Editor's note: This is one of the five novels that are 2017 Whitney Award finalistsin the suspense/mystery category. The Whitney Awards recognize novels by members of The Church of Jesus Christ of Latter-day Saints. For the list of winners, click here.

"FALLEN STONE," by Jana S. Brown, CreateSpace, $10.99, 230 pages (f)

Despite her name, Misery has been happy in Denver. No longer a Sentinal, the odd jobs she’s picked up pay the rent. But when she finds herself on the radar of a powerful chimera, she must pick a side in “Fallen Stone.”

Caught in the middle of what should have been the perfect heist, Misery is offered a job of dubious sorts. That assignment gives way to another, even more dangerous one, and she realizes she must trust her friends and fight for the helpless fae who have been vanishing.

Despite having all the ingredients for a great novel and being a Whitney Award finalist, “Fallen Stone” reads like the draft of a sequel. Specific instances of Misery’s past are referred to so often it’s easy to wonder if “Fallen Stone” is the second or even third book in a series, rather than a premier novel. While some chapters flow, others are jumpy and rushed, especially important segments dealing with love and conflict.
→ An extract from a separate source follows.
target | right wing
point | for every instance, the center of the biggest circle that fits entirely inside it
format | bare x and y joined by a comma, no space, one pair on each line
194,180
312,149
It’s obvious author Jana S. Brown has talent; she’s great at bringing to life characters like Misery’s roommate. But there are other instances, like plowing through minute library details, that can leave readers wondering why such particulars even have space in this book. Brown also never clarifies exactly what Misery is; she hints at her being a fallen angel, but never actually verifies it. It’s easy to feel disappointed after plowing through the book and all its alluding, only to reach the end and realize that, instead of being shrouded in glamourous mystery, Misery is more confusing than before.

“Fallen Stone” has a handful of profanities and brief mentions of sex. Actual romance doesn’t go beyond kissing and violence is limited to mentions of abuse and a fantasy-magical battle.

"Fallen Stone" is a 2017 Whitney Award finalist in the speculative fiction category. The awards recognize novels by members of The Church of Jesus Christ of Latter-day Saints.

Brown, a freelance editor and former student at BYU, lives in Utah with her family.